Diversification possible. Coincidence had it that on the very day that I voiced the opinion that various reactions to the agreement between Russia and Algeria over natural gas were somewhat excessive (see this column yesterday), the president of the Italian electrical energy organisation (ENEL), Fulvio Conti, was in Brussels for talks with partners including the European Commission. I asked him his opinion. He replied as follows: "The Gazprom-Sonatrach agreement only came as a surprise to people who were not active in this field. When big suppliers get together to coordinate certain things, you can see this coming. What is surprising, however, is the lack of preparation on the part of Europe". Mr Conti logically stressed the situation in his country, where electricity production is 70% dependent on gas. It is vitally important to diversify the sources, and the means to do this exist: coal (and it has become possible to do this ecologically correctly), biomass (which offers a broad range of possibilities to the advantage of agriculture) and also, in his opinion, nuclear power. But within the "natural gas" solution, the sources of supply can be diversified, as long as Italy no longer has to depend solely on the two current gas pipelines: one for Russian gas (coming via Austria), the other for Algerian gas (coming via the sea). If the appropriate installations are built, gas from Egypt, Nigeria, Qatar and various other States of the former USSR can be shipped in liquid form and then returned to its gaseous state. And, in any case, energy cooperation with Russia must be reinforced and developed. Mr Conti sees ENEL's experiences as extremely positive: the management of an electric power station in St Petersburg (in partnership with ESN Energo) and the purchase of 49.5% of RusEnergoSbyt's shares.
Useful considerations. The experience of ENEL and other Western companies in Russia confirms a few general considerations which I have already touched upon in this column:
a) Vladimir Putin is effectively leaning towards a certain opening-up of the Russian market, not out of kindness but out of sheer necessity: Western capital and technology are vital to the energy sector of his country. He is calling for reciprocity, by which he means the right for Russian companies to become active on the European market, to acquire stakes in European businesses, possibly to launch takeover bids, and so on. The limits of these operations must be clearly defined from the European side (see point d);
b) this double movement of cooperation and partial interpenetration will bring about a mutual dependency which will, notwithstanding unforeseeable disaster, oblige Russia to respect its commitments and contracts for the supply of gas and oil.

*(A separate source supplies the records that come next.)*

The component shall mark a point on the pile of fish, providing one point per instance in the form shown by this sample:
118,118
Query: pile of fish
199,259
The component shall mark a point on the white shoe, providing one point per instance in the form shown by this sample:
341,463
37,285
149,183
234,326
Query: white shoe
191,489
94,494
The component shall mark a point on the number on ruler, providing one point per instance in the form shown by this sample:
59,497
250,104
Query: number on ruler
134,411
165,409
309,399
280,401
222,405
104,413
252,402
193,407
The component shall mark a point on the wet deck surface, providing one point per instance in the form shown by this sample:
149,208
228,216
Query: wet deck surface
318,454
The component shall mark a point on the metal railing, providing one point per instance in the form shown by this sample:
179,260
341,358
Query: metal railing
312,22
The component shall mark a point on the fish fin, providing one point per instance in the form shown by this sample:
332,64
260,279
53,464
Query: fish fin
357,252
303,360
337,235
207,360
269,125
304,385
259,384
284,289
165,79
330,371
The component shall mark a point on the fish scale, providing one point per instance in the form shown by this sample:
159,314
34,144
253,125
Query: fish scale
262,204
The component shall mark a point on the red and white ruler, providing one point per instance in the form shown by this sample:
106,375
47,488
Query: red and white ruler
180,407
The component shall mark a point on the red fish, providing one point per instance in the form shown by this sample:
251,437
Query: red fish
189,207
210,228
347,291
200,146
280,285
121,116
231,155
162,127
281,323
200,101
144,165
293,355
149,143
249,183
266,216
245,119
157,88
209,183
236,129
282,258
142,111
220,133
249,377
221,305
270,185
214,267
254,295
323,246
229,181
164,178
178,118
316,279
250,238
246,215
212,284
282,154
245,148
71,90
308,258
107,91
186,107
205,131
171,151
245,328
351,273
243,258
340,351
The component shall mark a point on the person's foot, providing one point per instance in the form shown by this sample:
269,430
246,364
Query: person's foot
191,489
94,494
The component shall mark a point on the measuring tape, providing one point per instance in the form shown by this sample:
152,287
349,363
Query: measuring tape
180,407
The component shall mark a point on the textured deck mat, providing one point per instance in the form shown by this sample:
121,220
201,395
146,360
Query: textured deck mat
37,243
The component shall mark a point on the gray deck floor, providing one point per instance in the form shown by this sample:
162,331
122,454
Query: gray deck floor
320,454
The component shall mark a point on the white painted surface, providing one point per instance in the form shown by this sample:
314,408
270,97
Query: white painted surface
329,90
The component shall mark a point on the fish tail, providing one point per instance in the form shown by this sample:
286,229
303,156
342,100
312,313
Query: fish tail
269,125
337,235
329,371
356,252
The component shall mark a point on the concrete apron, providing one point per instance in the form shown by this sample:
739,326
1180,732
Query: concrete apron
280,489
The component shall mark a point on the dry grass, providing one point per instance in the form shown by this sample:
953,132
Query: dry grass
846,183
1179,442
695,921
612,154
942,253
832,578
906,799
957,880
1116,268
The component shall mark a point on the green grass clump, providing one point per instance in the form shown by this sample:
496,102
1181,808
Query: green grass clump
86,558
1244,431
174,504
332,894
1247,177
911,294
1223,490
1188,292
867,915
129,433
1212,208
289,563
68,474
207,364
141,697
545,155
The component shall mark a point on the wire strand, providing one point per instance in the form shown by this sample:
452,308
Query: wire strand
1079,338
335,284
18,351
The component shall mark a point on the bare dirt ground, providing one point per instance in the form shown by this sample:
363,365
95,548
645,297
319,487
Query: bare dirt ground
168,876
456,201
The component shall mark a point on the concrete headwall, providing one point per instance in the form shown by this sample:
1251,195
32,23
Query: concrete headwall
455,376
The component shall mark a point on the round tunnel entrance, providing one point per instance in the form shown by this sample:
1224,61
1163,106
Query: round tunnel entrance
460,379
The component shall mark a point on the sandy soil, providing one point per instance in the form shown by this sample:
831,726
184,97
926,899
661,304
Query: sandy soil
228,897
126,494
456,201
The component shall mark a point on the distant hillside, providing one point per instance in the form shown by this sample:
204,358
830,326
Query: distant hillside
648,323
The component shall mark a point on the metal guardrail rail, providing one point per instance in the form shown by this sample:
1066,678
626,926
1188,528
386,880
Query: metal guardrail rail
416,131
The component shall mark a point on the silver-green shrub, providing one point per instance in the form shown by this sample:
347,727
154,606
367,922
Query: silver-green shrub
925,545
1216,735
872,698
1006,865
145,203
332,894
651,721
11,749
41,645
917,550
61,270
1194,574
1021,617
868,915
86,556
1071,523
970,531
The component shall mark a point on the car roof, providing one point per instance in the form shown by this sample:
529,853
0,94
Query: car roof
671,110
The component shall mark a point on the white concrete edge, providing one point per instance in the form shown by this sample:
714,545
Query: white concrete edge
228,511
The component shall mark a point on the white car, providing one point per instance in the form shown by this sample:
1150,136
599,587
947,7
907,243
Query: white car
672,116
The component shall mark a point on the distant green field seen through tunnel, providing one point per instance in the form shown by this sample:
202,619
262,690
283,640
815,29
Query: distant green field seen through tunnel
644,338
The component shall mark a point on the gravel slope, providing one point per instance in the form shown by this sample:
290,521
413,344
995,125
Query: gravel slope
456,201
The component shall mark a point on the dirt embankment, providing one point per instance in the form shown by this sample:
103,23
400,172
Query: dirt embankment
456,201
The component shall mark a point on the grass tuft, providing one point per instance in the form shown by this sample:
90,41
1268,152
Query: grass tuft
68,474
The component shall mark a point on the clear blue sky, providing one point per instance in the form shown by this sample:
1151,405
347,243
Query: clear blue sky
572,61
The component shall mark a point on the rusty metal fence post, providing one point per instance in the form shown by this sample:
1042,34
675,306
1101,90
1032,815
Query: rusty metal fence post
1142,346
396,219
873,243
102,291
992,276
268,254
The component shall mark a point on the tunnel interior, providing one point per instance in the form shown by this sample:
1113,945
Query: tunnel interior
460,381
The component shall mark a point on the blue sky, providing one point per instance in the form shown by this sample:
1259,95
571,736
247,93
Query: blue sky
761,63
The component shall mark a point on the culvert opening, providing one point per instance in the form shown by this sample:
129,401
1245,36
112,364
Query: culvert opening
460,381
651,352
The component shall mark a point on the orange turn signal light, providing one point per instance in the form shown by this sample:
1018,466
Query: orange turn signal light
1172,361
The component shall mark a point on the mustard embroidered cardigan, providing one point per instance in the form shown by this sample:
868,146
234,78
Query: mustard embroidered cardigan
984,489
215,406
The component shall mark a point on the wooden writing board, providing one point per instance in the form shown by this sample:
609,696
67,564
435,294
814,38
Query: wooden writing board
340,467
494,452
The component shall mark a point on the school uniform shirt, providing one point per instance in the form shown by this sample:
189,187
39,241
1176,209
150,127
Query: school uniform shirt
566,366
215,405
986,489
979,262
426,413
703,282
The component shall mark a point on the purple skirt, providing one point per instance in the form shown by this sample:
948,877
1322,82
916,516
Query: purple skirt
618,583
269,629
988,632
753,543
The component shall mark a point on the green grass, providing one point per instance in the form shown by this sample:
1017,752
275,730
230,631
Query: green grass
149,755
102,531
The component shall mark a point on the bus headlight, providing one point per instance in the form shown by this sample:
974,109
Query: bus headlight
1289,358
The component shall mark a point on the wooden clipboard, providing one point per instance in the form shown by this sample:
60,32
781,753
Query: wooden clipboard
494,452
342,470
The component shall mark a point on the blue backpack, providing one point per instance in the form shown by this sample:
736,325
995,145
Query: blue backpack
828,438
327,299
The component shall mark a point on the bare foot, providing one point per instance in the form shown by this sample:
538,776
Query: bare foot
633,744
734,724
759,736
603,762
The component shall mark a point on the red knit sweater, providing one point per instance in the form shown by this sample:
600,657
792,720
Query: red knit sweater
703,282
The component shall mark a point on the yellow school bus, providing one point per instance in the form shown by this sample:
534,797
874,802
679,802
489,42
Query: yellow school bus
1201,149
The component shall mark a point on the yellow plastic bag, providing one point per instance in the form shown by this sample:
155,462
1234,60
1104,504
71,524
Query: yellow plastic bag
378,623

This is one of the positive aspects of cooperation;
c) however, the energy market will never be completely open. The Russian authorities will continue to define the framework and to take the central decisions. By this I mean: Russia will never ratify (or at least not in the foreseeable future) the energy Charter with the legal constraints this brings with it (such as freedom of access, for Western companies, to Gazprom's transport network to export the gas which they will buy, or even produce, in Russia itself); the agreement with Sonatrach was personally negotiated by Mr Putin; the Italian companies setting up on Russian soil were the subject of a political declaration by Mr Putin and Mr Prodi (in this political framework, sometime ago the Gazprom-ENI cooperation agreement, covering the whole of the production chain, was announced, and even an option for Gazprom directly to distribute a proportion of its gas in Italy);
d) similarly, the Member States' authorities will have to keep control of operations by Russian companies in the EU, and the policies to be followed will have to be laid down at European level. The Russians are anything but naive; and nor should the European be. The principles of the energy Charter should either apply to everyone, or be binding to no one. And the individual interests of such and such a company should never take precedence over national interests, or over European interests defined as a whole. Whilst recognising the autonomy of the Member States in certain areas, only by acting at European level will it be possible to conduct a proper peer negotiation in the interests of all.
If these principles are respected, it will allow the EU and its Member States to enter the forthcoming discussions on energy with full confidence: first with Mr Putin, who has been invited to the informal European Council of 20 October, which will be given over mainly to the energy dossier; and secondly, at the EU-Russia Summit of November; and then, in the framework of negotiations on the planned strategic partnership agreement.